Startup crash in mozJSComponentLoader::GetSharedGlobal

REOPENED
Unassigned

Status

()

defect
P1
critical
REOPENED
2 years ago
8 months ago

People

(Reporter: philipp, Unassigned)

Tracking

(Blocks 1 bug, {crash, regression})

57 Branch
Points:
---
Dependency tree / graph

Firefox Tracking Flags

(firefox-esr52 unaffected, firefox-esr60 affected, firefox56 unaffected, firefox57 wontfix, firefox58 wontfix, firefox59 wontfix, firefox60 wontfix, firefox61 fix-optional, firefox62 fix-optional)

Details

(crash signature)

Attachments

(1 attachment)

Reporter

Description

2 years ago
This bug was filed from the Socorro interface and is 
report bp-c5858d66-e5bf-48a8-accc-8a0de0171001.
=============================================================
Crashing Thread (0)
Frame 	Module 	Signature 	Source
0 	xul.dll 	mozJSComponentLoader::GetSharedGlobal(JSContext*) 	js/xpconnect/loader/mozJSComponentLoader.cpp:584
1 	xul.dll 	mozilla::ScriptPreloader::DecodeNextBatch(unsigned int) 	js/xpconnect/loader/ScriptPreloader.cpp:1006
2 	xul.dll 	mozilla::ScriptPreloader::InitCacheInternal() 	js/xpconnect/loader/ScriptPreloader.cpp:523
3 	xul.dll 	mozilla::ScriptPreloader::InitCache(nsTSubstring<char16_t> const&) 	js/xpconnect/loader/ScriptPreloader.cpp:425
4 	xul.dll 	mozilla::ScriptPreloader::GetChildSingleton() 	js/xpconnect/loader/ScriptPreloader.cpp:137
5 	xul.dll 	mozilla::ScriptPreloader::GetSingleton() 	js/xpconnect/loader/ScriptPreloader.cpp:94
6 	xul.dll 	NS_InitXPCOM2 	xpcom/build/XPCOMInit.cpp:711
7 	xul.dll 	ScopedXPCOMStartup::Initialize() 	toolkit/xre/nsAppRunner.cpp:1587
8 	xul.dll 	XREMain::XRE_main(int, char** const, mozilla::BootstrapConfig const&) 	toolkit/xre/nsAppRunner.cpp:4861
9 	xul.dll 	XRE_main(int, char** const, mozilla::BootstrapConfig const&) 	toolkit/xre/nsAppRunner.cpp:4960
10 	xul.dll 	mozilla::BootstrapImpl::XRE_main(int, char** const, mozilla::BootstrapConfig const&) 	toolkit/xre/Bootstrap.cpp:45
11 	firefox.exe 	wmain 	toolkit/xre/nsWindowsWMain.cpp:115
12 	firefox.exe 	__scrt_common_main_seh 	f:/dd/vctools/crt/vcstartup/src/startup/exe_common.inl:253
13 	kernel32.dll 	BaseThreadInitThunk 	
14 	ntdll.dll 	__RtlUserThreadStart 	
15 	ntdll.dll 	_RtlUserThreadStart

this cross-platform crash signature is newly showing up in firefox 57 with "MOZ_RELEASE_ASSERT(globalObj)" that got added in bug 1381976.
Hm.
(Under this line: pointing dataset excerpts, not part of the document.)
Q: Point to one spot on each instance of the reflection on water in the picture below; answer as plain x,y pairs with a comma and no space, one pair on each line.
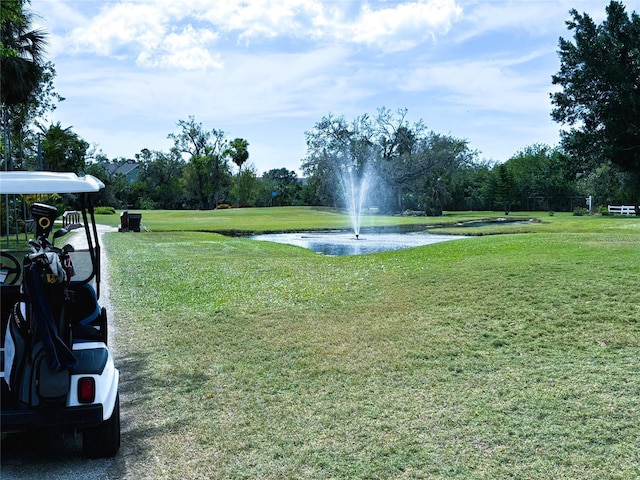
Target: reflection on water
330,243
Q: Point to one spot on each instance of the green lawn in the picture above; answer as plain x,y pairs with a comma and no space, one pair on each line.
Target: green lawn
497,356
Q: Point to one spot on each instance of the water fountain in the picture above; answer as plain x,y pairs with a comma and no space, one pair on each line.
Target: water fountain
357,184
356,190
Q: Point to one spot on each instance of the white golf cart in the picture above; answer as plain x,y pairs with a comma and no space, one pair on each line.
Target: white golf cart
57,371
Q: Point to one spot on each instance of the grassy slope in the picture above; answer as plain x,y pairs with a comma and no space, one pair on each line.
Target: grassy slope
492,357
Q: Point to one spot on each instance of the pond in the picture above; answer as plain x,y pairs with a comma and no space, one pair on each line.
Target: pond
341,243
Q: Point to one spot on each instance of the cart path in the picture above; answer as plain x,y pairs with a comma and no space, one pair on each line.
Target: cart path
58,456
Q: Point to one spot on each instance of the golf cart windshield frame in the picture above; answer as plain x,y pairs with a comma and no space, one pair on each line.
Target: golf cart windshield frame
21,183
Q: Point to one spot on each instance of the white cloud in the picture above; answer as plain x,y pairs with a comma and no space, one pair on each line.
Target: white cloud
405,25
185,34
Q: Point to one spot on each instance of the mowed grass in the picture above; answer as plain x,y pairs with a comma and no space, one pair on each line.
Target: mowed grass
276,219
501,356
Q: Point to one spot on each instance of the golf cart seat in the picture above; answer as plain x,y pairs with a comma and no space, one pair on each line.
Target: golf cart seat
85,316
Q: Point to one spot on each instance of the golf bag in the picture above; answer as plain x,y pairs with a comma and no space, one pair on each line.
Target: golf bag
37,359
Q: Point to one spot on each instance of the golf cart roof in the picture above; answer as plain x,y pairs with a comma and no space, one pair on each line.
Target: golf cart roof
21,182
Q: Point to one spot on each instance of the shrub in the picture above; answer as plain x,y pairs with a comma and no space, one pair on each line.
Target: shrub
105,211
580,211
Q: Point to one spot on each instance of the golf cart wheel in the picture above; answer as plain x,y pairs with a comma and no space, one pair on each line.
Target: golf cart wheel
103,440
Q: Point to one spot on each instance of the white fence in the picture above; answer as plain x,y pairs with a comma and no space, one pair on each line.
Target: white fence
622,209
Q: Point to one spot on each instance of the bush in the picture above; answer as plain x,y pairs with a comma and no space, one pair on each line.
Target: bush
580,211
105,211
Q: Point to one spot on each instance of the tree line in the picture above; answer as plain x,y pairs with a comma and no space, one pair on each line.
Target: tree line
415,169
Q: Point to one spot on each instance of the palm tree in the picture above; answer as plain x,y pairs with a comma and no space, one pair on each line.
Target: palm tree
21,66
22,48
239,153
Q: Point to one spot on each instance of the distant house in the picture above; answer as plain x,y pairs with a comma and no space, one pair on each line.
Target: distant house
128,169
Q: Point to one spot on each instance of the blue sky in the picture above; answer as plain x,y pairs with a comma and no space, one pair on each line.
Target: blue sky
268,70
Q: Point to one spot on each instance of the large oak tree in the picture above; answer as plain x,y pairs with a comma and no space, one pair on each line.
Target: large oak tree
600,90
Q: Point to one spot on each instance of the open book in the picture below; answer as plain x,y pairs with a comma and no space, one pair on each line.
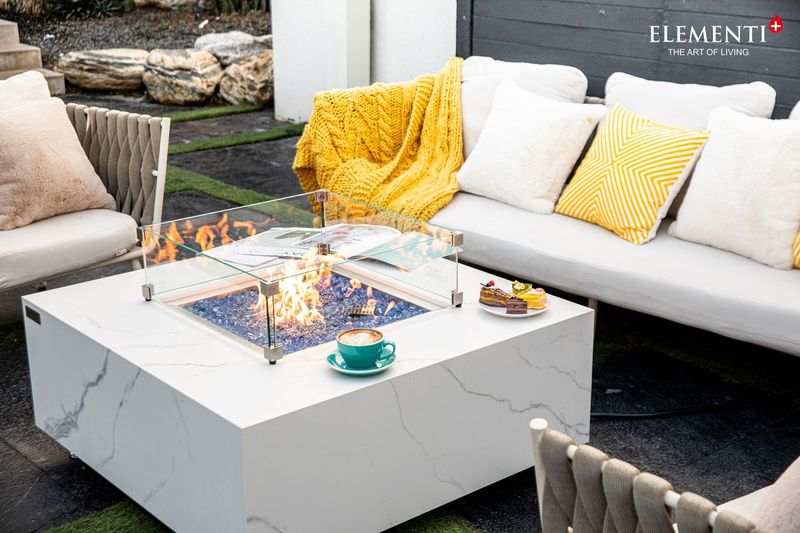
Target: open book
381,243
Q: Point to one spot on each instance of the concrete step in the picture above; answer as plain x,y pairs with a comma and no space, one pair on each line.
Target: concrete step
19,57
55,80
9,33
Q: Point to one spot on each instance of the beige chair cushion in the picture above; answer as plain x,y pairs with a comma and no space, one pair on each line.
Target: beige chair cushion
779,509
62,244
43,168
23,88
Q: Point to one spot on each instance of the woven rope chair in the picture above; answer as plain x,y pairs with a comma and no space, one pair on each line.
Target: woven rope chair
581,489
129,153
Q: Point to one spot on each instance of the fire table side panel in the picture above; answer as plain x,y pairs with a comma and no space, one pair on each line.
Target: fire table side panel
383,454
174,457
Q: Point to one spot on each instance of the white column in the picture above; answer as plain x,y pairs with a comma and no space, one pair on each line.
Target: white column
411,37
319,45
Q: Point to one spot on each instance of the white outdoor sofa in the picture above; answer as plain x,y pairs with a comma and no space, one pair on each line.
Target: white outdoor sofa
667,277
129,153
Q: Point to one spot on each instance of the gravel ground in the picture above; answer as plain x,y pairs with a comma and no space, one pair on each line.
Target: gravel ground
146,28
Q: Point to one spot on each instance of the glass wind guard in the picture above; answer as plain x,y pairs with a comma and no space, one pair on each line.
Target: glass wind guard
292,273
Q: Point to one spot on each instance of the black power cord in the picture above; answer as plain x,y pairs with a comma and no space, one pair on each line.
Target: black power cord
713,408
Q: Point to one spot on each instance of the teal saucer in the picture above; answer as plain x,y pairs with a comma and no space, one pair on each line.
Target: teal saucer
337,363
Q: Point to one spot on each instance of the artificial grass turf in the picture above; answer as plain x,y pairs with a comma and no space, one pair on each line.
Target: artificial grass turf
127,517
123,517
180,179
235,139
212,112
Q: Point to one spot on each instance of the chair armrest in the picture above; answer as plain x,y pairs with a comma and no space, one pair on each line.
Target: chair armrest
129,153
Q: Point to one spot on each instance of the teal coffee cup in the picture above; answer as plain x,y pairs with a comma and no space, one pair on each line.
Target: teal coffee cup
363,347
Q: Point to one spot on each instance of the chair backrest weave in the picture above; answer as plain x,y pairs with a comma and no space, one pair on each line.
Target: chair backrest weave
585,490
125,151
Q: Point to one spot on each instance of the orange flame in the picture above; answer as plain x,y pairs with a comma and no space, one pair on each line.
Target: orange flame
298,297
354,284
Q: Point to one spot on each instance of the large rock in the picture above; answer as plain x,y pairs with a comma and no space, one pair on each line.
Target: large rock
181,76
116,69
165,4
248,81
233,46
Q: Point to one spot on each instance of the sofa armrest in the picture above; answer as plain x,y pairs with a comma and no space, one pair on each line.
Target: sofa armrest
129,153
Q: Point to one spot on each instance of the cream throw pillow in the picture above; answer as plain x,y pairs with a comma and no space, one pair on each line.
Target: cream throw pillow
528,148
43,169
29,86
745,193
686,105
480,77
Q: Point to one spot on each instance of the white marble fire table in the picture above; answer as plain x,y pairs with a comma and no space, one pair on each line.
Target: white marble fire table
207,436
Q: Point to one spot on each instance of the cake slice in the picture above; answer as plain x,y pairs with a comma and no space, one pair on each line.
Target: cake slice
491,295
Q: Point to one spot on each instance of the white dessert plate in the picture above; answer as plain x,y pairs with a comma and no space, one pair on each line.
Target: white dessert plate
501,311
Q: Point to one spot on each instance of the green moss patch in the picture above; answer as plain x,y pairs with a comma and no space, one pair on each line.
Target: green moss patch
123,517
179,179
212,112
235,139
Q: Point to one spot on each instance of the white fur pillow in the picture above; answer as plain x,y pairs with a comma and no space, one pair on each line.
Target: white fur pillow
43,169
480,76
528,148
745,193
26,87
686,105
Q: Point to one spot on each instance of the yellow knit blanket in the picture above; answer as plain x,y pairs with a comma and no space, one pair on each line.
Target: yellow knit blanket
396,146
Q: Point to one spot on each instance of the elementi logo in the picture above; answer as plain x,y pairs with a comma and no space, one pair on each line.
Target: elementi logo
714,35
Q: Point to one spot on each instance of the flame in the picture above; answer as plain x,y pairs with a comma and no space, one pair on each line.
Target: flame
371,303
164,247
248,226
354,284
205,238
298,297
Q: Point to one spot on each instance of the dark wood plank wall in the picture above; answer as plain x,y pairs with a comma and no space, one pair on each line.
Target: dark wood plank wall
604,36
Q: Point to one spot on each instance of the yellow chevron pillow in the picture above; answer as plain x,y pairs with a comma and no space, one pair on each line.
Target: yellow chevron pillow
631,174
796,249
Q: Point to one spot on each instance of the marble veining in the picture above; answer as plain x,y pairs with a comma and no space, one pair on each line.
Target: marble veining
433,459
125,392
60,428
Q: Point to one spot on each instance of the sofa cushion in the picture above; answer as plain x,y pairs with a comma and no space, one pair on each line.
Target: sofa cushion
481,75
745,193
43,168
23,88
63,243
528,148
678,280
631,174
686,105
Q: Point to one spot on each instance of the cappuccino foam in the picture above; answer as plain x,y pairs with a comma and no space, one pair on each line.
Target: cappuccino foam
360,337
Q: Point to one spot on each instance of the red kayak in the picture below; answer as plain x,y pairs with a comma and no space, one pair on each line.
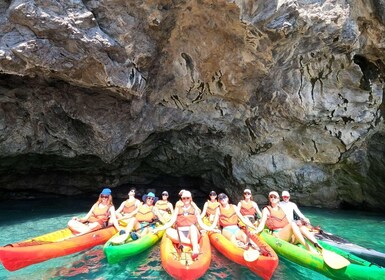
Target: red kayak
262,260
179,263
51,245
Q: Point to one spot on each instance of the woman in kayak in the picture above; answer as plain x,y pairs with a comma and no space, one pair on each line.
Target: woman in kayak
275,219
210,207
128,208
145,217
164,206
101,214
228,215
185,217
248,207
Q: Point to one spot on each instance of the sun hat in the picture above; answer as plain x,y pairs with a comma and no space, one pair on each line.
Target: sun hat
186,194
106,191
150,194
275,193
285,193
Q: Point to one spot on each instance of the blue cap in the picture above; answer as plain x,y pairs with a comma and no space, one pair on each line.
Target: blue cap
106,191
150,194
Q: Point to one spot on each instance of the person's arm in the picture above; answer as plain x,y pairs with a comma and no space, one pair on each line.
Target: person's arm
168,224
113,219
170,207
242,218
259,213
204,209
299,213
262,222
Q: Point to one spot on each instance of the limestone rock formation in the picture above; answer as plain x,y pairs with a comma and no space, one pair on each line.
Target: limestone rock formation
269,95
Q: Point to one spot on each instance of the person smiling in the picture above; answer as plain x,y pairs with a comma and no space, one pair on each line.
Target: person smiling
186,217
276,221
100,215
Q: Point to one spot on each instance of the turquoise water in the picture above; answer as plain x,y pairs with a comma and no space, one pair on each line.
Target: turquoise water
21,220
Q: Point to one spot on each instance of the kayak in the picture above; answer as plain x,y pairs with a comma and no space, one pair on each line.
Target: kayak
116,252
362,252
179,263
355,268
265,263
51,245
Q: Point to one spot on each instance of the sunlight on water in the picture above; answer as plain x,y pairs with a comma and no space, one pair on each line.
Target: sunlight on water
22,220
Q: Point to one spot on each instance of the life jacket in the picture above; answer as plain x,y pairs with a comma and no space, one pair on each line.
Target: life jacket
129,206
277,218
211,207
99,215
186,217
163,205
227,217
145,214
247,208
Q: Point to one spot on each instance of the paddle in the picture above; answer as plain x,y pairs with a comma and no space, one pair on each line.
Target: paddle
122,237
250,255
332,259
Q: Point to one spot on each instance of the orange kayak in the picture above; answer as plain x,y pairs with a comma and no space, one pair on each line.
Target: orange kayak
264,266
180,265
51,245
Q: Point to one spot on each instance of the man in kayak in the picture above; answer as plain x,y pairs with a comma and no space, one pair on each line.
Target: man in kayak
228,215
145,217
185,218
164,206
128,208
280,226
101,214
248,207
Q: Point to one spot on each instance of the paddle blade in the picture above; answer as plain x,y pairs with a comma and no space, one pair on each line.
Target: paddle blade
334,260
251,255
119,239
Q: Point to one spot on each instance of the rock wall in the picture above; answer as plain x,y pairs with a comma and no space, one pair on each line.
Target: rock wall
269,95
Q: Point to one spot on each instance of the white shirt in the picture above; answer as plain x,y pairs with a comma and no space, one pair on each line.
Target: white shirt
289,208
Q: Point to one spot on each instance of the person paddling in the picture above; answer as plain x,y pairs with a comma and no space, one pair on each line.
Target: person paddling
248,207
128,208
101,214
210,207
275,219
186,217
228,215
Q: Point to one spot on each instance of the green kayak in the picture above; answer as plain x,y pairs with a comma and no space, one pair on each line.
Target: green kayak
357,269
116,252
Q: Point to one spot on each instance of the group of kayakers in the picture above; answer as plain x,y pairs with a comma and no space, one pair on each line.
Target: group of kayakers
184,222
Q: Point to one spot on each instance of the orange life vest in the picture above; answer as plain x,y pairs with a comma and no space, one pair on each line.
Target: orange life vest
227,217
163,205
99,215
186,217
211,207
145,214
277,218
129,206
247,208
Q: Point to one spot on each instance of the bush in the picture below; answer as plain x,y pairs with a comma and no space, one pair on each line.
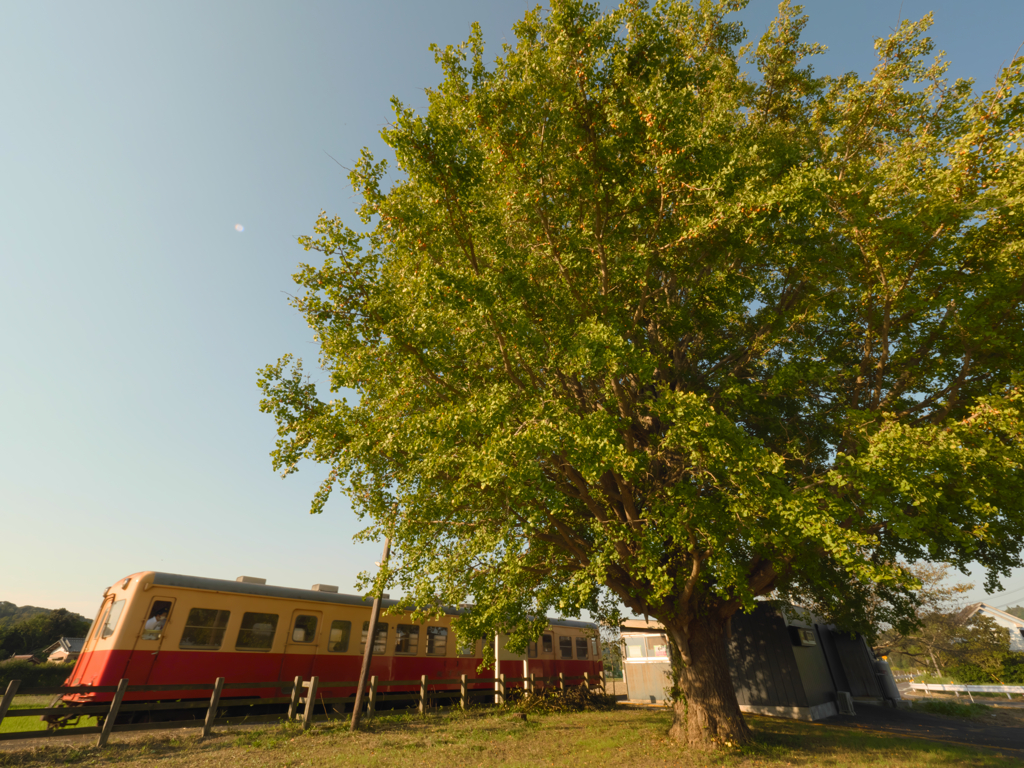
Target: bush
553,700
1012,673
34,675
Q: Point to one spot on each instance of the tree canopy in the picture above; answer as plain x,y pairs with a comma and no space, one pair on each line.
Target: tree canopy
632,322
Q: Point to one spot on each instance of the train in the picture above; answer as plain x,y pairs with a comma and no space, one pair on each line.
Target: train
169,629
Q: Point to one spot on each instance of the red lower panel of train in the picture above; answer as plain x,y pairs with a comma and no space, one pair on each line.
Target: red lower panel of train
179,668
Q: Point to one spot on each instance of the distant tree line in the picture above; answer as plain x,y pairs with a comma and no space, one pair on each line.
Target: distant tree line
41,630
972,650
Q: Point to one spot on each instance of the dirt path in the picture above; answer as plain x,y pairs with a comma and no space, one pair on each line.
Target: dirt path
1005,733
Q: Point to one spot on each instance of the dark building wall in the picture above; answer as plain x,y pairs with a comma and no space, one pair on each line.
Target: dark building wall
762,662
856,660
This is worrying. The only reason we should expect to fail to create a global at this point is OOM, but all of these users appear to have plenty of available memory.

There's really no way to make this a non-fatal error, though. If we can't create that module global, we can't load JS components, which means we can't start the browser. The only real hope is that it might succeed when we call it a bit later to actually execute the script, rather than just to compile it.

I'll see if I can add some additional assertions to pinpoint exactly where this is failing.
Assignee: nobody → kmaglione+bmo
It looks like this is in the main process, which seems even weirder. Maybe this would have shown up as another crash before shared JSM modules?
(In reply to Andrew McCreight (PTO-ish Oct 1 - 12) [:mccr8] from comment #2)
> It looks like this is in the main process, which seems even weirder. Maybe
> this would have shown up as another crash before shared JSM modules?

Yeah, that's what I'm thinking. It's possible that this is happening now because we're creating the global earlier now, and wouldn't have happened before. But if so, I'd expect it to fail every time, not just for certain users.

Also, before the shared global changes, we would have treated this as a non-fatal error, and passed it on to whoever tried to load the component/module. But failure to load the components we load at startup causes us to abort startup. And failure to load other modules during startup generally makes the browser unusable. So we wouldn't have been in a better position.
Reporter

Updated

2 years ago
See Also: → 1404743
Hey Andy, looks like Kris is on PTO. Suggestions on what to do with htis? Low volume crash but new in 57.
Flags: needinfo?(amckay)
Priority: -- → P1
I'm not on PTO, just still looking into options for debugging this.

So far, it looks like the odds are that this isn't a new issue in 57, just a new failure mode.
Flags: needinfo?(amckay)
Blocks: 1404743
Comment hidden (mozreview-request)

Comment 7

2 years ago
mozreview-review
Comment on attachment 8916165 [details]
Bug 1404741: Don't call mozJSComponentLoader::CompilationScope during URLPreloader critical section.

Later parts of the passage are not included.